Saturday, August 16, 2008

The Power of Focus

I have enjoyed watching the Olympics this week. Michael Phelps has been unbelievable. At this point he has earned six gold medals. I have noticed that lots of world records are being set, by Phelps and others. Even a 20-year-old record was broken. One track and field commentator said that the track was a very fast one. I thought that all tracks were about the same, except for altitude. I wonder what makes a track fast…

But the water must be fast, too, with all the world swimming records being set. I think that the records are being set partly because of a new tool athletes have to help them focus. Around the fields and pools I see lots of athletes sporting ear buds. Listening to favorite music has a way of getting someone in the zone.

For the first time today I listened to my mp3 player on my morning fitness walk,. I started with one album, but found that the music was too slow or mellow. I switched to a DC Talk record, and felt the adrenalin kick in. I may have covered my 2.5 miles in record time. I know that my dog found it hard to keep up.

I do believe that athletes can use music to get in the zone and perform at maximum capacity. Focus is essential for scaling new heights. The Spirit is the one who really helps us focus, and maybe good music can help too.

I expect to see lots of “world records” being broken in the spiritual realm. Jesus is on the move. He is transforming people. He is changing the world. I want to be part of that!

Wednesday, August 6, 2008

The Real Battle

In my personal devotions now I am reading through the Psalms, one of my favorite books of the Bible. It seems like there is a Psalm to match every emotion possible: joy, fear, anger, discouragement, contentment. I have noticed that I can’t really understand a Psalm thoroughly, unless I am in the mood of the psalmist. When I’m experiencing the same thing as the writer, I keep thinking YES, YES! It’s comforting to know that others have felt this same way.

One feeling I have a hard time relating to, however, is David’s desire for harm to his enemies. Maybe I’m not reading deeply enough, but it seems like David is sicking God on his own enemies. David takes it for granted that he is on God’s side.

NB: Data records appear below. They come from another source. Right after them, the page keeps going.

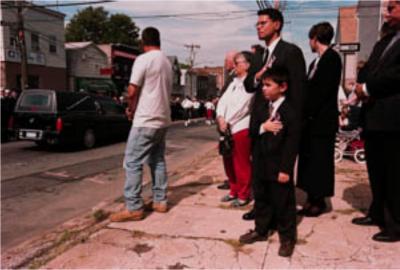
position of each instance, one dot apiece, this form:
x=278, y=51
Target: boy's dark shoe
x=224, y=185
x=252, y=236
x=384, y=236
x=286, y=249
x=228, y=198
x=240, y=203
x=251, y=215
x=364, y=221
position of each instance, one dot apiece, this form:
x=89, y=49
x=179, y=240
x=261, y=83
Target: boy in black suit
x=275, y=133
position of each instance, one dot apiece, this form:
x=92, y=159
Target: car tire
x=41, y=143
x=89, y=138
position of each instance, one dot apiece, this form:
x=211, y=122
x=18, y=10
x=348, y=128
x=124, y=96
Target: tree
x=95, y=24
x=121, y=29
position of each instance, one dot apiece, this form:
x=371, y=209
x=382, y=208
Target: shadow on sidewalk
x=358, y=196
x=178, y=193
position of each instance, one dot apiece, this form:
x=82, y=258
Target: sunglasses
x=261, y=23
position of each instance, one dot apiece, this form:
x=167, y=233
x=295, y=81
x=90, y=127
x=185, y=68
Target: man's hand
x=272, y=126
x=358, y=90
x=129, y=114
x=222, y=125
x=283, y=178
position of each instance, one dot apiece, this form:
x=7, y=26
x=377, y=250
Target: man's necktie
x=314, y=68
x=270, y=109
x=395, y=38
x=265, y=56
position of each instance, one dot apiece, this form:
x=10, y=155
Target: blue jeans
x=145, y=145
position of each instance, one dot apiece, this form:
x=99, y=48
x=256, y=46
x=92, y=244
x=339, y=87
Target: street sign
x=349, y=47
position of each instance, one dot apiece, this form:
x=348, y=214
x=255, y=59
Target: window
x=35, y=42
x=13, y=37
x=52, y=44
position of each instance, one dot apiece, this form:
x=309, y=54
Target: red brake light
x=59, y=124
x=10, y=122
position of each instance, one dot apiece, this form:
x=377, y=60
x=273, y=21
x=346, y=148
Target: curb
x=37, y=251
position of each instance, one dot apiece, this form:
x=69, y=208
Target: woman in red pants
x=233, y=111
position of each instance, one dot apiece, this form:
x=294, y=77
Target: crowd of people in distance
x=277, y=113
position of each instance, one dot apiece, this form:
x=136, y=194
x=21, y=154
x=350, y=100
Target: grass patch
x=138, y=234
x=301, y=241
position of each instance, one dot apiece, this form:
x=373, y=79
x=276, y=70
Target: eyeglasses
x=262, y=23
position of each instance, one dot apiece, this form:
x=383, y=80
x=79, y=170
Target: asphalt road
x=41, y=189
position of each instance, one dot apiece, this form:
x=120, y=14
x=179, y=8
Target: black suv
x=60, y=117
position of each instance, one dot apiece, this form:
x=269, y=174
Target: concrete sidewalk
x=201, y=232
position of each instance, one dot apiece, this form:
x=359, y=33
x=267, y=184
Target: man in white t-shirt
x=149, y=94
x=187, y=106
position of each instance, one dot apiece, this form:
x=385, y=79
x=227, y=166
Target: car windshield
x=35, y=102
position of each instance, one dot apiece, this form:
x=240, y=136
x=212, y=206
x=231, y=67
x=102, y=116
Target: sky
x=220, y=25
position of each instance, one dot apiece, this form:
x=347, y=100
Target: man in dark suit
x=316, y=167
x=229, y=75
x=277, y=53
x=379, y=86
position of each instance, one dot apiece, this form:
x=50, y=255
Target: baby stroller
x=349, y=143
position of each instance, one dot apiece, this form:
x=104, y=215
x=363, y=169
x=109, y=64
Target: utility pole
x=192, y=56
x=22, y=45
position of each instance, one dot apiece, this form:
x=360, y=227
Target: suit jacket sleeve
x=382, y=80
x=325, y=82
x=255, y=66
x=386, y=82
x=291, y=144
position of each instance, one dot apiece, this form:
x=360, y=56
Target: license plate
x=32, y=135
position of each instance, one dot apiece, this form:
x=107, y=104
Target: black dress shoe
x=286, y=249
x=364, y=221
x=251, y=237
x=251, y=215
x=384, y=236
x=224, y=185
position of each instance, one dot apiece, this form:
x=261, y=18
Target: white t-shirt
x=235, y=104
x=152, y=72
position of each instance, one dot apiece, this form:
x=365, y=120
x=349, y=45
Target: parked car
x=50, y=117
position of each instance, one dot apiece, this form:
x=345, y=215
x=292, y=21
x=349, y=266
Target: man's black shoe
x=251, y=215
x=224, y=185
x=251, y=237
x=383, y=236
x=364, y=221
x=286, y=249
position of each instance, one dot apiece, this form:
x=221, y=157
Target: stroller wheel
x=359, y=156
x=338, y=154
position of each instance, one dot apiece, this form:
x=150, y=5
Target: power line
x=8, y=4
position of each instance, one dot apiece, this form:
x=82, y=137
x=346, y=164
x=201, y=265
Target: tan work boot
x=160, y=207
x=127, y=215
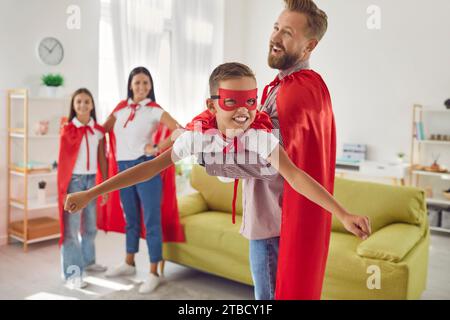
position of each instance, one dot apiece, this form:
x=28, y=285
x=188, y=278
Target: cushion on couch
x=215, y=230
x=392, y=243
x=218, y=195
x=383, y=204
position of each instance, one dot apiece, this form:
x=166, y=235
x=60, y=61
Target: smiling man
x=289, y=235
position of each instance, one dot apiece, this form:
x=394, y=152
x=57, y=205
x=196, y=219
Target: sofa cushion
x=383, y=204
x=191, y=204
x=218, y=195
x=215, y=230
x=347, y=274
x=391, y=243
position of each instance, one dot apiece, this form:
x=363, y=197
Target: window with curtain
x=177, y=40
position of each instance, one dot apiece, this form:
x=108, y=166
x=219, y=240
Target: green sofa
x=391, y=264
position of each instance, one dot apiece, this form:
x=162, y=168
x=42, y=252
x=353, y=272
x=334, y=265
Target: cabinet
x=32, y=214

Of course David was God’s anointed, and he was – during much of his life – on a mission from God. He enjoyed great intimacy with God and remained humble before him. There may have been no one in the world more intimate with God than David. Since he was a “man after God’s own heart,” he would know who God’s enemies were.

And God does punish the wicked. He hates sin. He is perfectly just. He brings destruction and judgment. But then Jesus tells us that God so loved the world that he gave his only begotten son. God does love the world. He loves even those who despise him.

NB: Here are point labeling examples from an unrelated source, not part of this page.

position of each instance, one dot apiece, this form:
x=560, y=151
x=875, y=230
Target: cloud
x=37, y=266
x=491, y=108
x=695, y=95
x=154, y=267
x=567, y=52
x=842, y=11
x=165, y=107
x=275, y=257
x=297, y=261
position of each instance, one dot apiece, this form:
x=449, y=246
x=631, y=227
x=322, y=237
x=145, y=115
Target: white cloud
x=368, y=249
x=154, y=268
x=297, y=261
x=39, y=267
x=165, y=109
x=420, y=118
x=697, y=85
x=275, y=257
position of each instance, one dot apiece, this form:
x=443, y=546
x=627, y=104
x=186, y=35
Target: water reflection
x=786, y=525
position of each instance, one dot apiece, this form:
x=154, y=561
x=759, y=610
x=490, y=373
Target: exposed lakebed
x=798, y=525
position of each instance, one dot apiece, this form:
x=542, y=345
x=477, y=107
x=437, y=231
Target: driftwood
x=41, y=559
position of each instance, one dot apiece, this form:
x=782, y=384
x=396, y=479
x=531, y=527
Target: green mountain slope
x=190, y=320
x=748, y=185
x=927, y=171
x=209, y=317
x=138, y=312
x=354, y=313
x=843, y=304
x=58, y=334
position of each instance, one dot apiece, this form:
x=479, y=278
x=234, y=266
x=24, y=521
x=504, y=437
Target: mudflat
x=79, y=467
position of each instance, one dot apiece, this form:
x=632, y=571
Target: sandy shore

Recently a Crossroads daily verse (sent by email every day), was Ephesians 6:12: “For our struggle is not against flesh and blood, but against the rulers, against the authorities, against the powers of this dark world and against the spiritual forces of evil in the heavenly realms.”

While David is calling for God to destroy his enemies, the real enemy is not the people but the underlying spiritual forces of evil. The battle is a spiritual one. The spiritual battle is often waged on the field of human personalities. Maybe David was really asking for God to defeat the spiritual forces.

That’s where we need to focus our prayers. The real battle is a spiritual one. That’s why prayer matters. When we face unreasonable or wicked people, we need to remember that the battle is against the spiritual forces of evil. We need to ask God to win the battle in us and in our tormentors.